U.S. ambassador Anne W. Patterson, in a speech reported by the Pakistan press, said last week that the depth of anti-Americanism in Pakistan, especially among the middle-class, had surprised her. Pakistan’s long-term interests were aligned with those of the United States, and those opposing U.S. engagement in the country had a limited understanding of  how the partnership based on economic assistance had changed the lives of Pakistanis, she told a meeting in Karachi. For added measure, she said that the “ïncreasingly prosperous middle class” would be the first to suffer if  hardliners gained ground.

KFC outlet in Lahore

She needn’t have looked further than to events last  week to see why America sits rather uneasily on the Pakistani mind, a heavy hand of friendship that Pakistanis are increasingly chafing against.

The New York Times reported that the Pentagon had cancelled the appointment of Maj. Gen. Jay W. Hood as the senior American officer based in Pakistan following weeks of criticism in the Pakistani news media over one of his previous jobs : commander of the U.S.  prison at Guantanamo Bay.

“During General Hood’s command from 2004 to 2006, military authorities force-fed with tubes detainees who were engaging in hunger strikes at the Guantánamo prison, a step they justified as necessary to prevent the prisoners from committing suicide to protest their indefinite confinement,” the newspaper said. “Also during General Hood’s tenure, reports that an American guard may have desecrated a Koran stirred wide protests in the Islamic world.”

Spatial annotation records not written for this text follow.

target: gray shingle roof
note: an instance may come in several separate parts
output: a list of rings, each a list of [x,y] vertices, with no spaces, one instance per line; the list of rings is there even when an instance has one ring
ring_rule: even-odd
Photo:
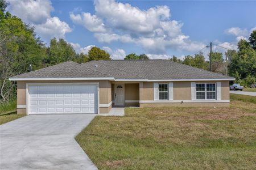
[[[68,61],[12,78],[114,78],[115,79],[232,79],[168,60],[100,60],[82,64]]]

The surprise was more that he was named to Pakistan in the first place, where resentment about Guantanamo runs deep. It was seen as all the more insensitive  given that a new government had taken over in Islamabad promising  a different approach to tackling Islamist militancy. For while the Pentagon might have been trying to send a crisis-tested 33-year army veteran to Islamabad at a pivotal time in the war against the Taliban and al Qaeda, it was his Guantanamo command that stuck in the Pakistan mind.

Guantanamo Bay

“Guantánamo Bay itself has become a symbol of injustice, torture and abuse of Islam, and sending a commanding officer from there to Islamabad begs the question: What is the message coming out of the Pentagon for Pakistanis by this insensitive act?” Shireen M. Mazari, director general of the Institute of Strategic Studies, wrote in The News back in March when the appointment was announced.

There was even more coming on Capitol Hill where, according to Pakistani news reports, Congresswoman Sheila Jackson Lee told the Foreign Affairs Committee of Congress that while the late Benazir Bhutto’s Pakistan People Party was doing a good job, coalition partner Pakistan Muslim League (Nawaz), led by Nawaz Sharif, “needed to be watched.”

Her comments, widely reported in the Pakistan press, prompted admonishment at this kind of micromanagement of the affairs of a sovereign nation and warnings that it was a recipe for disaster.

Indeed the News  argued that the more the United States or members of its political establishment criticised Sharif the greater would be his following in a country rife with anti-American sentiment. Conversely Bhutto’s widower Asif Ali Zardari might cringe at praise from Washington because it would not do him any good at home.  

The best Washington could do, the News said, would be to distance itself from governance of the country. It might even arrest the anti-Americanism that  many Americans find hard to accept.